For all those who are using NetSarang’s server management software here’s a quick security alert from Kaspersky Lab. Researchers from the said security firm have discovered a backdoor, dubbed ShadowPad in the software suite used by hundreds of banks, energy firms and pharmaceutical companies operating in the United States and around the globe.
Researchers from Kaspersky Lab say that ShadowPad was added to five server or network management products sold by NetSarang which has offices in South Korea and the US. And the malicious code was available on the software products sold in-between July 17 to August 4th of this year.
Kaspersky released a media update on this issue yesterday which says that some insiders from NetSarang managed to hack into the operations server of the software firm and managed to silently insert the back door. Since the process was done in a legitimate way, the malicious code secretly passed the test and production environment via legit cryptographically signed software updates.

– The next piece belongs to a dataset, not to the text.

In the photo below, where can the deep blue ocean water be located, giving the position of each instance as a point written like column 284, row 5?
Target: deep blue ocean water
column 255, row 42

Security experts from Kaspersky picked up the malicious code when a Hong Kong based financial client of them reported about some suspicious DNS request activity hitting their servers.
Experts then discovered in their research that ShadowPad, when activated, would then download more code from its command and control server and hide it in the virtual file system of the server running on NetSarang software suite.
So, to all those who went for a fresh installation or software update on July 18th and after, here’s an update from NetSarang. The software firm is offering a fix on its website to kill the nasty loitering software and has requested its clients to make a note of it.
The affected software packages are as follows-
• NetSarang Xmanager Enterprise 5.0 Build 1232
• NetSarang Xmanager 5.0 Build 1045
• NetSarang XShell 5.0 Build 1322
• NetSarang Xftp 5.0 Build 1218
• NetSarang Xlpd 5.0 Build 1220
Note 1- ShadowPad is a nasty malicious code which has the ability to collect data from the server and transmit it to remote servers. As this malware was developed by Chinese hackers, the backdoor software is found to be sending the data collection to servers located in Beijing.
Note 2- NetSarang is being used by companies such as Lockheed Martin which manufactures weapons, Russian energy supplier Gazprom and French Back Societe Generale.